Perfluoralkylstoffen (PFAS), ook wel ‘forever chemicals’ genoemd, zijn langdurige, door de mens gemaakte stoffen waarvan bekend is dat ze de drinkwatervoorziening van veel gemeenschappen vervuilen. De Biden-administratie heeft onlangs aangekondigd dat ze fabrikanten zal verplichten om openbaar te rapporteren over de PFAS-niveaus die in huishoudelijke artikelen worden aangetroffen. Hoewel wetenschappers hun potentiële toxiciteit erkennen, moeten ze nog begrijpen hoe deze stoffen precies de menselijke gezondheid beïnvloeden. Een nieuwe studie door onderzoekers van Brigham and Women’s Hospital suggereert een verband tussen PFAS-blootstelling en laat optredende pre-eclampsie, een aandoening die wordt gekenmerkt door hypertensie en nierdisfunctie die ergens tussen de 2 en 8 procent van de zwangerschappen in de Verenigde Staten treft. De resultaten worden gepubliceerd in Environmental Health Perspectives.
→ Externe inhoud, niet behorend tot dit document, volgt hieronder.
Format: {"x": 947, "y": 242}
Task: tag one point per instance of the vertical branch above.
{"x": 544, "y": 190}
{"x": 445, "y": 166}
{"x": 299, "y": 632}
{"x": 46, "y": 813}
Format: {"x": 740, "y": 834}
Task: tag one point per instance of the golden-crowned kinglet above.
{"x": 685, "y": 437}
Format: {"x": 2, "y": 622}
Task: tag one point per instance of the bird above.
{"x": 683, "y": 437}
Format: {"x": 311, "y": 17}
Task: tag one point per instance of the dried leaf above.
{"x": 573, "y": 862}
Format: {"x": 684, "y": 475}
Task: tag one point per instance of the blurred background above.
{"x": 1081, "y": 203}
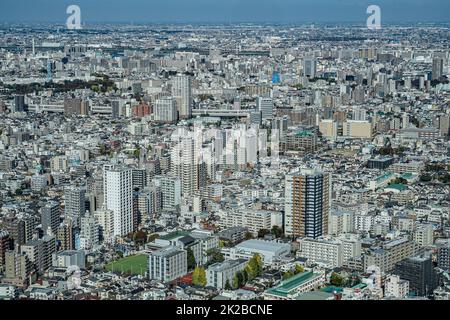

“PFAS zijn alomtegenwoordig in het milieu en worden vaak gedetecteerd bij mensen”, zegt David Cantonwine, PhD, MPH, perinatale milieu-epidemioloog in de afdeling maternale-foetale geneeskunde aan de Brigham. “Blootstelling aan PFAS is in verband gebracht met een breed scala aan nadelige gezondheidsresultaten, waaronder reproductieve. In onze studie hebben we ons gericht op de effecten van blootstelling aan PFAS-chemicaliën tijdens de vroege zwangerschap en pre-eclampsie.”
Eerder onderzoek heeft een verband blootgelegd tussen prenatale PFAS-blootstelling en pre-eclampsie, wat suggereert dat deze toxines de ontwikkeling van deze aandoening beïnvloeden. In de studie van Cantonwine wilden onderzoekers de associatie tussen PFAS en vroege en late subtypes van pre-eclampsie onderzoeken. Oorspronkelijk werd gedacht dat pre-eclampsie zou ontstaan door onvolledige hermodellering van de uteriene spinale slagaders in de placenta, maar het is nu duidelijk dat het kan ontstaan door meerdere, mogelijk overlappende mechanismen. Milieugezondheidswetenschappers hebben in het verleden uitsluitend pre-eclampsie als een enkele aandoening bestudeerd, maar in het besef dat de ziekte meerdere oorzaken kan hebben, koos het team voor een nieuwe benadering om de impact die PFAS-chemicaliën hebben op de gezondheid van moeders beter te begrijpen.
Om deze studie uit te voeren, analyseerden Cantonwin en collega’s 150 deelnemers uit hun biorepository, LIFECODES, die sinds 2006 gegevens en monsters van zwangere vrouwen in het Brigham and Women’s Hospital bewaart. Ze maten negen PFAS-chemicaliën bij ongeveer 10 weken zwangerschap bij 75 vrouwen die waren gediagnosticeerd met pre-eclampsie en 75 normotensieve vrouwen.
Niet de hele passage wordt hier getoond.